An alternative method is Randomized Search which randomly selects a combination of the provided hyperparameters within the contrainst.
* from sklearn.model_selection import RandomizedSearchCV

For details, refer to [sklearn.model_selection.RandomizedSearchCV](https://scikit-learn.org/stable/modules/generated/sklearn.model_selection.RandomizedSearchCV.html).


## Sources:
New part
* [Fine-tuning machine learning models via grid search](https://render.githubusercontent.com/view/ipynb?commit=1b01e733d15a1808ebdb0e07e46dbb9cb1634323&enc_url=68747470733a2f2f7261772e67697468756275736572636f6e74656e742e636f6d2f72617362742f707974686f6e2d6d616368696e652d6c6561726e696e672d626f6f6b2d326e642d65646974696f6e2f316230316537333364313561313830386562646230653037653436646262396362313633343332332f636f64652f636830362f636830362e6970796e62&nwo=rasbt%2Fpython-machine-learning-book-2nd-edition&path=code%2Fch06%2Fch06.ipynb&repository_id=81413897&repository_type=Repository#Fine-tuning-machine-learning-models-via-grid-search)

Related parts
* [Debugging algorithms with learning and validation curves](https://render.githubusercontent.com/view/ipynb?commit=1b01e733d15a1808ebdb0e07e46dbb9cb1634323&enc_url=68747470733a2f2f7261772e67697468756275736572636f6e74656e742e636f6d2f72617362742f707974686f6e2d6d616368696e652d6c6561726e696e672d626f6f6b2d326e642d65646974696f6e2f316230316537333364313561313830386562646230653037653436646262396362313633343332332f636f64652f636830362f636830362e6970796e62&nwo=rasbt%2Fpython-machine-learning-book-2nd-edition&path=code%2Fch06%2Fch06.ipynb&repository_id=81413897&repository_type=Repository#Debugging-algorithms-with-learning-and-validation-curves)
* [Streamlining workflows with pipelines](https://render.githubusercontent.com/view/ipynb?commit=1b01e733d15a1808ebdb0e07e46dbb9cb1634323&enc_url=68747470733a2f2f7261772e67697468756275736572636f6e74656e742e636f6d2f72617362742f707974686f6e2d6d616368696e652d6c6561726e696e672d626f6f6b2d326e642d65646974696f6e2f316230316537333364313561313830386562646230653037653436646262396362313633343332332f636f64652f636830362f636830362e6970796e62&nwo=rasbt%2Fpython-machine-learning-book-2nd-edition&path=code%2Fch06%2Fch06.ipynb&repository_id=81413897&repository_type=Repository#Streamlining-workflows-with-pipelines)
* [Using k-fold cross-validation to assess model performance](https://render.githubusercontent.com/view/ipynb?commit=1b01e733d15a1808ebdb0e07e46dbb9cb1634323&enc_url=68747470733a2f2f7261772e67697468756275736572636f6e74656e742e636f6d2f72617362742f707974686f6e2d6d616368696e652d6c6561726e696e672d626f6f6b2d326e642d65646974696f6e2f316230316537333364313561313830386562646230653037653436646262396362313633343332332f636f64652f636830362f636830362e6970796e62&nwo=rasbt%2Fpython-machine-learning-book-2nd-edition&path=code%2Fch06%2Fch06.ipynb&repository_id=81413897&repository_type=Repository#Using-k-fold-cross-validation-to-assess-model-performance)

## Summary
### Part 1: Tuning hyperparameters via grid search
There are two types of parameters related to a model:
* model's weights
* hyperparameters to control model, e.g.
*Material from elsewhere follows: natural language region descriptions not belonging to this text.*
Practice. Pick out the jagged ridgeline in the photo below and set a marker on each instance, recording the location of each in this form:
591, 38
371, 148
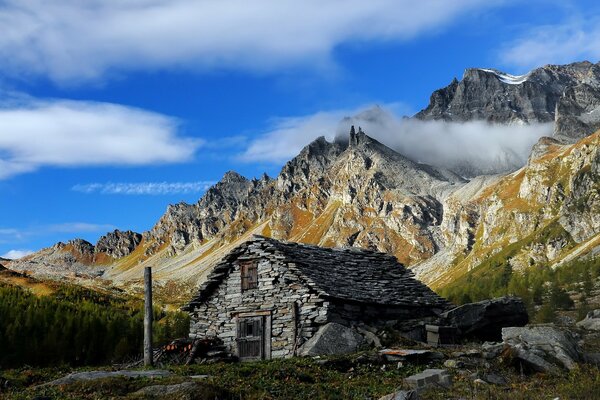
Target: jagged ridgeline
355, 191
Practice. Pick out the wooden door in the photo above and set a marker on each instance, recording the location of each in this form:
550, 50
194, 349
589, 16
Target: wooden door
250, 338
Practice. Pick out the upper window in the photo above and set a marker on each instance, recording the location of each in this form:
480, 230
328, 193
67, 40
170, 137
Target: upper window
249, 270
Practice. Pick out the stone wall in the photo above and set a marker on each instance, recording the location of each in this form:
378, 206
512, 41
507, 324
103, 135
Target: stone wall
280, 294
376, 314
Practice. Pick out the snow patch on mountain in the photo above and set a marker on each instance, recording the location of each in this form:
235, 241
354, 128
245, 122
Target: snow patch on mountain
508, 78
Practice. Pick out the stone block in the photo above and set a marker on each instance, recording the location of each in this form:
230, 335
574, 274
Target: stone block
429, 378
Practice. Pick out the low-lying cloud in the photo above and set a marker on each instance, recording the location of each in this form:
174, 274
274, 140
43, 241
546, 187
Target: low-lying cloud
15, 254
64, 133
469, 148
73, 40
570, 41
144, 188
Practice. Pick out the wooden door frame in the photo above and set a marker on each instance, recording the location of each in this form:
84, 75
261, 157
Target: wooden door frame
266, 331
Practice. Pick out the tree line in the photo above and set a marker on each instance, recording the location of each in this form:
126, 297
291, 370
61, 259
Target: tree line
76, 326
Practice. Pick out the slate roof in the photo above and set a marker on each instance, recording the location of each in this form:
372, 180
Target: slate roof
351, 274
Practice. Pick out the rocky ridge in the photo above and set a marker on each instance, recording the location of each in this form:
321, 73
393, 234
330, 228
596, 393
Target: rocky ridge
568, 95
358, 192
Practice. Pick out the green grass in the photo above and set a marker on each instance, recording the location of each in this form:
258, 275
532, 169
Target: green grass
306, 378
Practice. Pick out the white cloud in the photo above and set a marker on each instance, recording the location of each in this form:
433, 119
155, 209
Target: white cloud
11, 235
77, 40
144, 188
575, 40
469, 148
16, 254
289, 135
35, 134
77, 227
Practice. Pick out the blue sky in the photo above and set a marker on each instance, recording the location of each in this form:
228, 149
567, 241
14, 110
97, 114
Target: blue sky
110, 110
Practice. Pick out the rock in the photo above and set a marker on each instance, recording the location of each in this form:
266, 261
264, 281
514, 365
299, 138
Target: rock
495, 379
591, 322
332, 338
118, 244
452, 364
544, 348
401, 395
491, 350
592, 358
94, 375
484, 320
370, 337
488, 94
429, 378
180, 390
411, 356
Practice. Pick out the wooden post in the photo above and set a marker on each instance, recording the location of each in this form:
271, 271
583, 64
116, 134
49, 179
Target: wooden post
148, 357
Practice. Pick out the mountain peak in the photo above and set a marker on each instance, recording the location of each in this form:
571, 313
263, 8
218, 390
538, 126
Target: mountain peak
232, 176
495, 96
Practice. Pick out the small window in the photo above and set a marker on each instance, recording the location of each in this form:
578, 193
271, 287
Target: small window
249, 272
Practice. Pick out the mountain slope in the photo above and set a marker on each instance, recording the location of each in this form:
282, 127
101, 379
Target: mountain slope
566, 94
355, 191
547, 213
C of LogisticRegression, depth of Decision Tree

Grid search is an exhaustive search method for the given hyperparameters

## Part 2: Algorithm selection with nested cross-validation
* Nested Cross-Validation Method
* Example of 5-2 Cross validation: 


## Code

## Part 1: Tuning hyperparameters via grid search
### Load the Dataset

In [7]:
import pandas as pd
from sklearn.preprocessing import LabelEncoder
from sklearn.model_selection import train_test_split

# Fetch the dataset
url2breast_cancer_wisconsin_dataset='https://archive.ics.uci.edu/ml/machine-learning-databases/breast-cancer-wisconsin/wdbc.data'
url2dataset = url2breast_cancer_wisconsin_dataset
df = pd.read_csv( url2dataset, header=None )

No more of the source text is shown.